As we can see for all but the lock-free solution the performance is decreasing as we add to the threads working on the queue. If we compare the 1024 threads result for separated head and tail locking and the wrapped std::queue, we see an almost 86% increase in performance. Here the lock-free solution is almost sixfold more performant than the separated locking on the head and tail solution. When working with only two threads we can see no serious gap.

I have done the same test on an Intell 11700k processor. It shows the same trends. The noticeable difference is in the lock-free results where a 150$ Arm SoC performs better than Intell 11th-gen core i7 desktop machine. That's because the Arm processor uses more relaxed memory ordering. Although on Intell machine we are using relaxed atomic operations as well, there is no gain in performance since they are almost the same as sequentially consistent ones.
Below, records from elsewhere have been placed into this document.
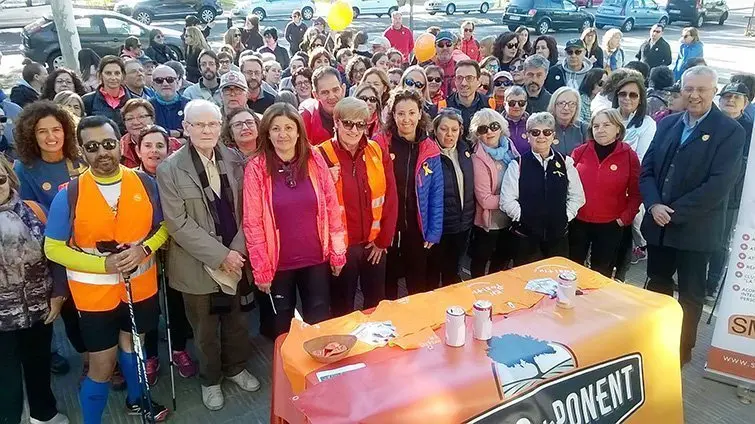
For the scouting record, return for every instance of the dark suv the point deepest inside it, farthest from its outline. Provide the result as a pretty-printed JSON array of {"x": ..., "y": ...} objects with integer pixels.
[
  {"x": 697, "y": 12},
  {"x": 145, "y": 11},
  {"x": 544, "y": 15}
]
As we can see in the source code and Google micro benchmarking documentation, there is good support for templates, custom timers, and counters, as well as reporting options. The last one makes it possible to add these benchmarks to the CI\CD pipeline and keep a good track of performance.

Sadly benchmarking is not as easy as it may look. Some factors can have a negative impact on our benchmarks. It is recommended to have a dedicated machine for running benchmarks and on that machine have CPU scaling turned of. Other sources of inconsistancy should be dealt with as well regarding the OS and memory.


I hope it provides a good starting point for your benchmarking needs and also I can appreciate it if you test the code on your machine and share the results.